Do not use functions like this that can overflow the buffer:
M8 — Code Tampering
There is a simple rule. Do not download APK files from the 3rd party websites because hackers often tamper with the code of the apps to:
- receive unlimited access to other applications on your phone;
- and to act on behalf of a user.
As you remember, when we talked about M9, we reverse-engineered an app and accessed the source code. Now we can alternate it (e.g., implant a worm that will access data of other apps), and recompile it to publish the APK online, offering to download the app for free.
M10 — Extraneous Functionality
Before the application’s release to the public, developers often keep mentions of accesses to the internal servers inside the app’s code.
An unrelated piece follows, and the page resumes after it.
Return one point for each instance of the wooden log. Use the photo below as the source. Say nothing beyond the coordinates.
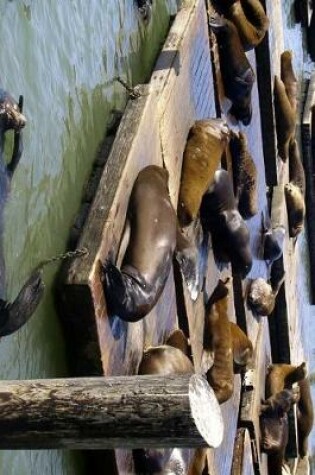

This doesn’t affect the app’s functionality but if a hacker finds those accesses, it won’t be fun. Especially if what developers left inside is admin access to the system.
Let’s take a look at a page where you need to enter a password to access critical data. That’s how it can look in the source code.
To sum up
In this article, you have learned about:
- OWASP’s Top 10 mobile vulnerabilities;
- instruments that help finding them;
- and programs you can use to train in finding them.
Having acquired new skills in in-app security testing, you’ll be able to take on more responsibilities and find vulnerabilities in apps you’ve been creating. Eventually, you may even specialize in cyber security, and professionals like that are in high demand on the market.